Playing with PDF and images in my virtualenv, and I installed pdfminer-six
, pypdf2
, pytesseract
and pdf2image
with pip:
$python3 -m venv testenv
$source testenv/bin/activate
$pip3 install pdfminer-six
$pip3 install pypdf2
$pip3 install pdf2image
$pip3 install pytesseract
but then I ran into these importing errors:
$python3
>>> import pytesseract
Traceback (most recent call last):
File "/home/userx/test_dir/testenv/lib/python3.7/site-packages/pytesseract/pytesseract.py", line 22, in <module>
from PIL import Image
File "/home/userx/test_dir/testenv/lib/python3.7/site-packages/PIL/Image.py", line 94, in <module>
from . import _imaging as core
ImportError: cannot import name '_imaging' from 'PIL' (/home/userx/test_dir/testenv/lib/python3.7/site-packages/PIL/__init__.py)

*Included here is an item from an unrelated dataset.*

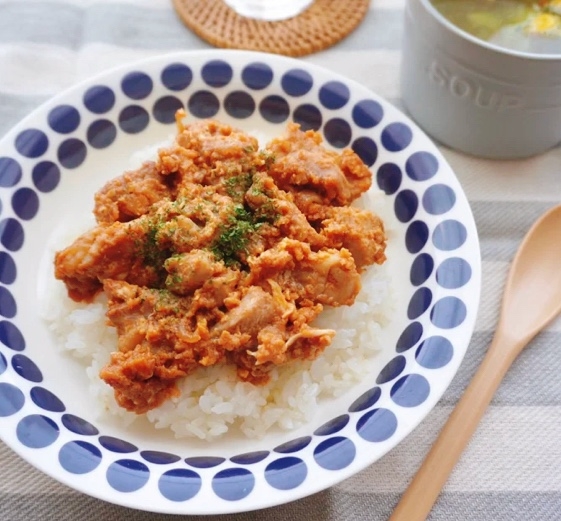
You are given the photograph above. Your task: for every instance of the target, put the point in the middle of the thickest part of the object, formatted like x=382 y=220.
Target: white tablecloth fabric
x=512 y=469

During handling of the above exception, another exception occurred:
Traceback (most recent call last):
File "<stdin>", line 1, in <module>
File "/home/userx/test_dir/testenv/lib/python3.7/site-packages/pytesseract/__init__.py", line 1, in <module>
from .pytesseract import ( # noqa: F401
File "/home/userx/test_dir/testenv/lib/python3.7/site-packages/pytesseract/pytesseract.py", line 24, in <module>
import Image
ModuleNotFoundError: No module named 'Image'
and
>>> from pdf2image import convert_from_path
Traceback (most recent call last):
File "<stdin>", line 1, in <module>
File "/home/userx/test_dir/testenv/lib/python3.7/site-packages/pdf2image/__init__.py", line 5, in <module>
from .pdf2image import (
File "/home/userx/test_dir/testenv/lib/python3.7/site-packages/pdf2image/pdf2image.py", line 14, in <module>
from PIL import Image
File "/home/chengx/pdf_text/testenv/lib/python3.7/site-packages/PIL/Image.py", line 94, in <module>
from . import _imaging as core
ImportError: cannot import name '_imaging' from 'PIL' (/home/userx/test_dir/testenv/lib/python3.7/site-packages/PIL/__init__.py)
(That said, from PyPDF2 import PdfFileReader
worked well though.)
I then have Pillow
installed via pip too:
$python3 -m pip install Pillow
as an attempt to fix the issue, but the import errors didn't go away. Any reason why imaging is still missing? Thank you!
I'm on CentOS8, and this is my current setup:
(testenv) [~/test_dir] python --version
Python 3.7.5+
(testenv) [~/test_dir] pip -V
pip 20.2.3 from /home/userx/test_dir/testenv/lib/python3.7/site-packages/pip (python 3.7)
(testenv) [~/test_dir] pip list
Package Version
---------------- --------
cffi 1.14.3
chardet 3.0.4
cryptography 3.1.1
pdf2image 1.14.0
pdfminer.six 20200726
Pillow 7.2.0
pip 20.2.3
pycparser 2.20
PyPDF2 1.26.0
pytesseract 0.3.6
setuptools 41.2.0
six 1.15.0
sortedcontainers 2.2.2